Bash Like an Engineer: Smarter Scripting for DevOps
When you think of Bash, you probably think of quick fixes, hacked-together cron jobs, or obscure one-liners you copied from Stack Overflow at 2 a.m. But Bash scripting doesn’t have to be messy or fragile. In fact, when treated with the same discipline we apply to other languages, Bash can be a powerful, safe, and maintainable tool—especially for DevOps workflows.
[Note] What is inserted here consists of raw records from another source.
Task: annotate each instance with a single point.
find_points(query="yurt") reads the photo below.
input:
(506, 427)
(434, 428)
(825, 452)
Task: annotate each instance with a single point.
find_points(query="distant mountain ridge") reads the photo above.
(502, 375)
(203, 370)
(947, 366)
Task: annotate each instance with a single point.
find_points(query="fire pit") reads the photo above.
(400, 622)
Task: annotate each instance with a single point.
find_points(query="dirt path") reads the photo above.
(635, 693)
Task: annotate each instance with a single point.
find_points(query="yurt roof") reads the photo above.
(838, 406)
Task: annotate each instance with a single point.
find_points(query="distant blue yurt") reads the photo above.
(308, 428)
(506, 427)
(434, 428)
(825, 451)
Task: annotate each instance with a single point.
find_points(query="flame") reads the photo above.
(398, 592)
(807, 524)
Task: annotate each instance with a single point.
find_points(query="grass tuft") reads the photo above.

In this post, I’ll walk you through:
- Bash tricks every DevOps engineer should know
- How to write structured, testable, and debug-friendly scripts
- Safety practices to avoid production disasters
- A real-world example from my toolkit
Let’s dive in.
Thinking Like a Software Engineer in Bash
Many DevOps scripts start as a quick fix—and stay that way. But you can bring software engineering principles into Bash scripting with just a few simple habits:
Use Functions to Structure Your Code
Instead of writing everything in a top-down blob, split your logic into functions:
#!/usr/bin/env bash
set -euo pipefail
log_info() {
echo "[INFO] $*"
}
backup_database() {
# some logic here
log_info "Starting database backup"
}
main() {
backup_database
}
main "$@"
Why? Easier testing, readability, and future reuse. Think of main()
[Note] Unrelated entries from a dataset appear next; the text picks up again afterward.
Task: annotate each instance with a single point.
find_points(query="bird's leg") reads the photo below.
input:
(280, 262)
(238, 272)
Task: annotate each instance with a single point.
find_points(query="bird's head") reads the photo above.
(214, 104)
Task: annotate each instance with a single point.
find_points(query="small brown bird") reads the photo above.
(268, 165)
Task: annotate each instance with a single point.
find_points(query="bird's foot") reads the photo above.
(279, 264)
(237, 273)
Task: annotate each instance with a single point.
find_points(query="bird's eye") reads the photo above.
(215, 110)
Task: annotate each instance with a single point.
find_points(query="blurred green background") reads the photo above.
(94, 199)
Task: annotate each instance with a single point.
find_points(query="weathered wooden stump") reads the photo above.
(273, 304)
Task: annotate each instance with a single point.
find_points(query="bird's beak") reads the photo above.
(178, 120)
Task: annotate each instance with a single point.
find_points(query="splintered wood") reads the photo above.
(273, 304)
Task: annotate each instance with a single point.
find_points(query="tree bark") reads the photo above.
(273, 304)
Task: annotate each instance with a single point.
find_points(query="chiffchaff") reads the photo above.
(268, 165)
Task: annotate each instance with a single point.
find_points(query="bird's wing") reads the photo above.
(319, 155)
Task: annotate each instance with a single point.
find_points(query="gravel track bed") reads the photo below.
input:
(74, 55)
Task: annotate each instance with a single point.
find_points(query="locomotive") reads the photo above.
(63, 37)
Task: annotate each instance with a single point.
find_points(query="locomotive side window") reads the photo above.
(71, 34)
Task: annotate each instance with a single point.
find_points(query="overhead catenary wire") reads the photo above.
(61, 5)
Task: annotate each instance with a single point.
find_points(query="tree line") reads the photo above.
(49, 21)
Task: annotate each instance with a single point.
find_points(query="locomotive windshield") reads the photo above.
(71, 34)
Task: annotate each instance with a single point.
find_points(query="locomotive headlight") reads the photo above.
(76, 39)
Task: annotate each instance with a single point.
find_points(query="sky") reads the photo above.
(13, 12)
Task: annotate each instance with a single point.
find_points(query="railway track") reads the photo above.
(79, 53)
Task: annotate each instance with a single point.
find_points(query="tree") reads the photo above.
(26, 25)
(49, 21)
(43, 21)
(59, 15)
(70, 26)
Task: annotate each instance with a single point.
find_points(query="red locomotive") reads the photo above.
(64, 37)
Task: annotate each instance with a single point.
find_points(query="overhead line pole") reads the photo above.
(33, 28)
as the script’s entrypoint, just like in C or Python.
Self-Debugging Bash: Know What Your Script is Doing
Ever had a script silently fail? Or worse, behave unpredictably? Here’s how to make it transparent and debuggable.
Enable Fail-Fast Mode
Start every serious Bash script with this:
set -euo pipefail
IFS=$'\n\t'
-e
: exit on error-u
: error on unset variables-o pipefail
: fail if any command in a pipeline failsIFS
: safer word splitting
Add Traps for Debugging
Catch script exits, signals, or errors:
trap 'echo "ERROR: Script failed at line $LINENO"; exit 1' ERR
trap 'echo "Script exited cleanly."' EXIT
Now, when something goes wrong, you know where.
Trace with set -x
— See What Your Script is Doing
Sometimes your Bash script doesn’t crash, but it still misbehaves. Maybe it’s skipping a step, passing the wrong variable, or silently doing something unexpected.
This is where set -x
shines. It enables execution tracing, printing every command and its arguments before they run.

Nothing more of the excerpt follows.